The MWD was the first and largest contractor with the California State Water Project that was passed in 1960 by Gov. Edmund Gerald “Pat” Brown Sr., father of the current governor. As the largest supplier of treated water in the United States, the MWD cooperative provides for the water needs of 19 million people through 14 cities, 11 municipal water districts, and one county water authority — a consumer base stretching from Ventura County to the Mexican border.
MWD already receives 35 percent of its customers’ water needs from Northern California as the owner of the California Aqueduct, and it was expected to originally take a 29 percent participation share in WaterFix. But its leadership is increasingly concerned about the state’s failure to invest in infrastructure or hammer out a six-agency agreement to move the plan forward.
Breitbart News reported that the American Society of Civil Engineers (ASCE) first warned in 2013 that California had a $65 billion infrastructure investment deficit in providing an adequate level of public infrastructure for dams, waterways, airports, roads, bridges, seaports, and tunnels. And in a warning that critics say should have been heeded before last year’s near collapse of the Oroville Dam spillway, ASCE’s “Infrastructure Report Card” awarded a “D” grade for the 50-year old system of state levees/flood control — California’s most neglected sector.
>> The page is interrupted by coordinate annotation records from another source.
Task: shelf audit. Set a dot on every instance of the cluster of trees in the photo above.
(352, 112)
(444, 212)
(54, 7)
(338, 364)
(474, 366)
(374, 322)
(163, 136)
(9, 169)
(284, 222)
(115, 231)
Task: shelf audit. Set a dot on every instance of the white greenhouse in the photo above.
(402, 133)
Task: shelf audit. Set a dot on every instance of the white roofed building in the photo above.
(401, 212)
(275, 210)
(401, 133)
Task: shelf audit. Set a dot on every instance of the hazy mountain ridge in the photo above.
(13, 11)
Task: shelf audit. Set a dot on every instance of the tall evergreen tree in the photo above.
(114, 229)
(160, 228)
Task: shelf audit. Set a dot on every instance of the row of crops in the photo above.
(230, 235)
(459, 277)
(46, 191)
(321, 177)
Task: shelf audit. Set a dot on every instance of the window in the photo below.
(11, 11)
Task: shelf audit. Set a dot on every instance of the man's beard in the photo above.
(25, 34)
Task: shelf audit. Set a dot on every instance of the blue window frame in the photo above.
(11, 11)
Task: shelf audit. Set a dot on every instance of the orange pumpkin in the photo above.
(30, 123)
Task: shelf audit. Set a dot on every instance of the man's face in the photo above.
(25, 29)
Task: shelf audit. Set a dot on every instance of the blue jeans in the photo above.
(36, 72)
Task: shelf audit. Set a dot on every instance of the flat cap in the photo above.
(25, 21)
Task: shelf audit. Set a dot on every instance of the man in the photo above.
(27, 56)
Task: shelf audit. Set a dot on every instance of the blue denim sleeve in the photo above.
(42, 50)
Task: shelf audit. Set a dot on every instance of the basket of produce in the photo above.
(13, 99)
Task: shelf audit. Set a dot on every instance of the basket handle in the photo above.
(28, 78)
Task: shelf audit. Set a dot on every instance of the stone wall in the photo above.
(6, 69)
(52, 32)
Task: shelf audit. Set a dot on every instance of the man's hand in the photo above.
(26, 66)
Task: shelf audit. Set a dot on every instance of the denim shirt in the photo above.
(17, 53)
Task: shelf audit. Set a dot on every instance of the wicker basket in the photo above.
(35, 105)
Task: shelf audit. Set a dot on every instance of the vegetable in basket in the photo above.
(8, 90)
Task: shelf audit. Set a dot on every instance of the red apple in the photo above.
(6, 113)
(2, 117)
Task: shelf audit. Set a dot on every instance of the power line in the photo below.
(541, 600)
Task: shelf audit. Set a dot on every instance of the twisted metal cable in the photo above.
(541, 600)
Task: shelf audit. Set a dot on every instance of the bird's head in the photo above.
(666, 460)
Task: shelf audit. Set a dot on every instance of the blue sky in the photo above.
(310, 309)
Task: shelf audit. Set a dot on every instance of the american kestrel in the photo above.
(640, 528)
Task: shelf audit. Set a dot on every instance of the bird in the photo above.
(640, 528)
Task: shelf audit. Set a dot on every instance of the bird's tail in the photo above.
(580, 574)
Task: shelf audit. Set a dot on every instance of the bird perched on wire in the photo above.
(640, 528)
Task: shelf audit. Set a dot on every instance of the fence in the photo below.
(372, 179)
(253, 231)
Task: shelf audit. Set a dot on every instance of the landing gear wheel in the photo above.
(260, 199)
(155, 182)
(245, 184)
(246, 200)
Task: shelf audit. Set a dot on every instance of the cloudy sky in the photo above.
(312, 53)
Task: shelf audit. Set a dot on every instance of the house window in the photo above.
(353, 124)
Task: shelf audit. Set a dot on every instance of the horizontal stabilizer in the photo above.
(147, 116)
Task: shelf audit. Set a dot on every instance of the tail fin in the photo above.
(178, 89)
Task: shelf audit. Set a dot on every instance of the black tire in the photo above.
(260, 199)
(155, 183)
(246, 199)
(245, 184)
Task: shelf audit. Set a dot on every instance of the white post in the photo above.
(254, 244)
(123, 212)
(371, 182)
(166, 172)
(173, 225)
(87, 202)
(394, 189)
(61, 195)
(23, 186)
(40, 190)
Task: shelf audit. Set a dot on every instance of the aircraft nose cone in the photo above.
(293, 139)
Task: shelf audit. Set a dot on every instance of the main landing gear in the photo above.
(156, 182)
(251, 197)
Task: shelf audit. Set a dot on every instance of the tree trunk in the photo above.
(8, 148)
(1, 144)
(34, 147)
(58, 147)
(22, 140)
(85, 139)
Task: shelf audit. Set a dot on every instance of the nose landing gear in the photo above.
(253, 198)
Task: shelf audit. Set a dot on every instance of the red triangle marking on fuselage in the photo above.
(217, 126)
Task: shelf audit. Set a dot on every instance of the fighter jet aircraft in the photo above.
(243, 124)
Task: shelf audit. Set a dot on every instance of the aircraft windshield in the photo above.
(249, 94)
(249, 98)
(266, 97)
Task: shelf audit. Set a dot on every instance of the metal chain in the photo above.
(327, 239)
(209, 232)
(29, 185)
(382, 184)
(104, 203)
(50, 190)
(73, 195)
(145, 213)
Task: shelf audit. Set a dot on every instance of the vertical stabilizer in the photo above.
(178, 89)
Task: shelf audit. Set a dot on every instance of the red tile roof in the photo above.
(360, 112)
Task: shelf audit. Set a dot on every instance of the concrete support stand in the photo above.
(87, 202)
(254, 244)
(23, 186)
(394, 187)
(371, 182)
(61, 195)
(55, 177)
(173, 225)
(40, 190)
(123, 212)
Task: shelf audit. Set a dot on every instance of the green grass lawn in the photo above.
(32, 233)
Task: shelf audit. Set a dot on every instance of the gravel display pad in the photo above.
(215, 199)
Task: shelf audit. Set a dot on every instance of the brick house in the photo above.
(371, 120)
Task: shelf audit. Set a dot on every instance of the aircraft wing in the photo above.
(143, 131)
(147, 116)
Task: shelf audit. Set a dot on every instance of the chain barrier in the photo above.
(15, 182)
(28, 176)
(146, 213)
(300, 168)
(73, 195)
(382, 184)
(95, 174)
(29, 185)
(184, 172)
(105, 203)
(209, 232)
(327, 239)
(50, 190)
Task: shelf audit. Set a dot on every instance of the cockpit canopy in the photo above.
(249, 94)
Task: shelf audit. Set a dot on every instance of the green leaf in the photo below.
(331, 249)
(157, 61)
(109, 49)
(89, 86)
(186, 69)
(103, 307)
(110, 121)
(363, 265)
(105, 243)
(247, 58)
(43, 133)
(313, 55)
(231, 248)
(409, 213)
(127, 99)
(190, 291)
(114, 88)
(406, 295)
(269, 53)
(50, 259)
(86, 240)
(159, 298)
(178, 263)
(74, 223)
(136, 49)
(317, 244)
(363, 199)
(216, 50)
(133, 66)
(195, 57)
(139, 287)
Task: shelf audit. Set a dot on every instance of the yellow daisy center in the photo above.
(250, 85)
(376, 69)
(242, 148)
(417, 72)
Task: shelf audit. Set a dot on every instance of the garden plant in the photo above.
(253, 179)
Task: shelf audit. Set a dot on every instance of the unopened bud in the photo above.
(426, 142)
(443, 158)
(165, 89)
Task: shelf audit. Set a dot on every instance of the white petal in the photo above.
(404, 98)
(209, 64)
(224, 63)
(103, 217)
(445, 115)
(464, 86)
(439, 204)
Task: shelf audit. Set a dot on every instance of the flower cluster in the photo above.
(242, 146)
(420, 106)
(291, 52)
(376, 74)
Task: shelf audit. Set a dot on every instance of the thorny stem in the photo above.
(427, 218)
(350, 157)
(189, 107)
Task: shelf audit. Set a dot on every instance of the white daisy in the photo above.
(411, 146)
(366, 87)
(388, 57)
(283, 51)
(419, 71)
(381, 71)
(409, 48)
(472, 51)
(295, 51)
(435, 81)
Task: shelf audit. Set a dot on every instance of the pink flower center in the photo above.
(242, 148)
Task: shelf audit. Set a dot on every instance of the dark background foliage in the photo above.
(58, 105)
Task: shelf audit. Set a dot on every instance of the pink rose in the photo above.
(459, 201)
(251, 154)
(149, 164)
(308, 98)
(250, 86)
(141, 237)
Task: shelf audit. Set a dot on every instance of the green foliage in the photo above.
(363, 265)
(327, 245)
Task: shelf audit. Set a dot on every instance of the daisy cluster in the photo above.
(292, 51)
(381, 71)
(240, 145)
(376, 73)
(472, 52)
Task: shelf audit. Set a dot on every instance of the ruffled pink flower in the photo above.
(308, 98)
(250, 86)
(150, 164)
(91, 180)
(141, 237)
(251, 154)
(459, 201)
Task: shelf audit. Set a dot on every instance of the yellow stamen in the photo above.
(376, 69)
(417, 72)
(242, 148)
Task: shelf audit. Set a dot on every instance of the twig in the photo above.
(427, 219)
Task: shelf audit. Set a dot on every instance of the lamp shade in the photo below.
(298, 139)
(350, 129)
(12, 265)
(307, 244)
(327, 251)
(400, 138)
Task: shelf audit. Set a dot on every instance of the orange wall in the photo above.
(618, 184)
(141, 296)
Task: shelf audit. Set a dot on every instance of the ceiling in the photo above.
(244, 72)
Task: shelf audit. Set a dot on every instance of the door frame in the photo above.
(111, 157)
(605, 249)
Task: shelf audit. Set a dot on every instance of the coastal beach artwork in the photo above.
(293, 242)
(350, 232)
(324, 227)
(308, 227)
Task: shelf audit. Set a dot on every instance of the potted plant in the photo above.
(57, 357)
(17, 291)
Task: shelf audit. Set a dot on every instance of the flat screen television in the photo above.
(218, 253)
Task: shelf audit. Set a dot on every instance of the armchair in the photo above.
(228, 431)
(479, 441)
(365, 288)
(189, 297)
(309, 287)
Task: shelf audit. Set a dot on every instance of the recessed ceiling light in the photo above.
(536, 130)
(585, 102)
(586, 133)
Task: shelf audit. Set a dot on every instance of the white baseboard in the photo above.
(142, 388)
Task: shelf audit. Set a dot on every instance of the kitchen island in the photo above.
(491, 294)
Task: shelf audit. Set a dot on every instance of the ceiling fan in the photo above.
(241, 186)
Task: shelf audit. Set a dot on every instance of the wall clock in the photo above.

With the State of California having spent over a decade planning and producing the scientific research to justify the WaterFix project under rigid federal and state environmental requirements, MWD’s management view WaterFix as the only viable infrastructure project on the horizon that could adequately address its needs for the next three decades.
MWD plans to fund the first tranche of the WaterFix, and then to contract to re-sell water to the other five participating agencies, including Santa Clara Valley Water District, San Joaquin River Exchange Contractors Water Authority, San Luis & Delta-Mendota Water Authority, Kern County Water Agency, and San Luis Authority, which services the Central Valley’s powerful Westlands Water District.